- Born: 5 August 1958 (age 67) Kanpur, Uttar Pradesh, India
- Known for: Educationist
- Parents: Surendra Singh Kushwaha (father); Chandrawati Kushwaha (mother);
- Relatives: Saket Kushwaha (Brother)
- Website: www.vbspu.ac.in/vice-chancellor/

= Nirmala S Maurya =

Indian academic administrator (born 1958)
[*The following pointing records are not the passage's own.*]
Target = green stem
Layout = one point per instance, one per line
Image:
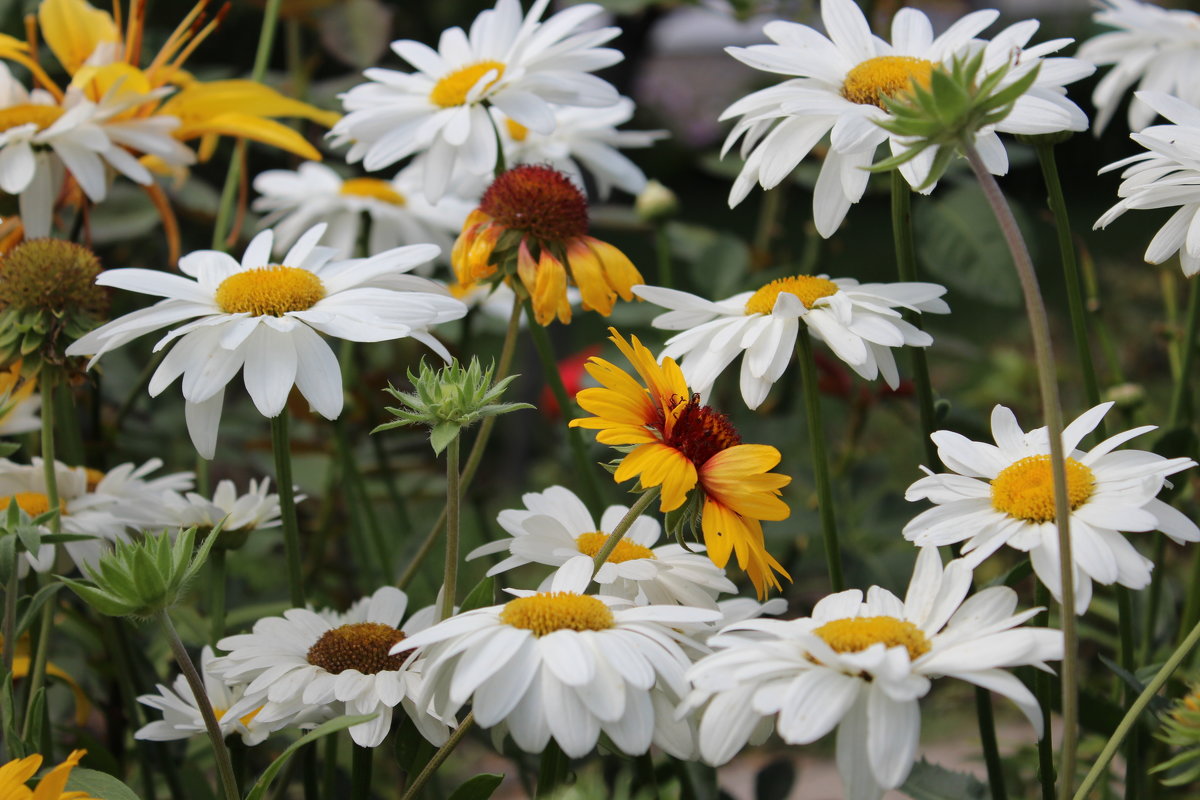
(477, 451)
(1071, 277)
(1139, 705)
(906, 268)
(820, 459)
(454, 498)
(990, 749)
(623, 527)
(1051, 411)
(591, 492)
(439, 757)
(281, 445)
(360, 773)
(225, 767)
Nirmala S Maurya (born 5 August 1958) is the first woman Vice Chancellor of Veer Bahadur Singh Purvanchal University, Jaunpur, Uttar Pradesh who served the office from August 2020 till August 2023. Former Registrar of Higher Education and Research Institute, Dakshina Bharat Hindi Prachar Sabha, Madras.
 Her father, Surendra Singh Kushwaha, was a professor in the physics department of Banaras Hindu University and also served as VC of Ranchi University, Jharkhand and Mahatma Gandhi Kashi Vidyapith, Uttar Pradesh, and her brother Saket Kushwaha served as vice chancellor of Lalit Narayan Mithila University from 2014 to 2017 and also served as vice chancellor of Rajiv Gandhi University from 2018 to 2024.

==Tenure==
During her tenure as Vice Chancellor she organised the world heritage week in the Veer Bahadur Singh Purvanchal University at its Vivekananda Central Library. At this occasion, she also inaugurated a heritage gallery. In her inauguration speech she stated that the purpose of heritage week is to connect the youth with the cultural heritage of the Purvanchal region of Uttar Pradesh and of the country as a whole.

== Awards ==
She was awarded with Mahatma Gandhi International Award in 2020 In 2021, she was chosen for the Premchand International Award, which is provided for outstanding work in the field of literature.

==Criticism==
She was criticised by former
Vice Chancellor of University, Raja Ram Yadav of not undertaking any significant work in the university. Yadav accused her of inlaying stones in name of infrastructure development in the university.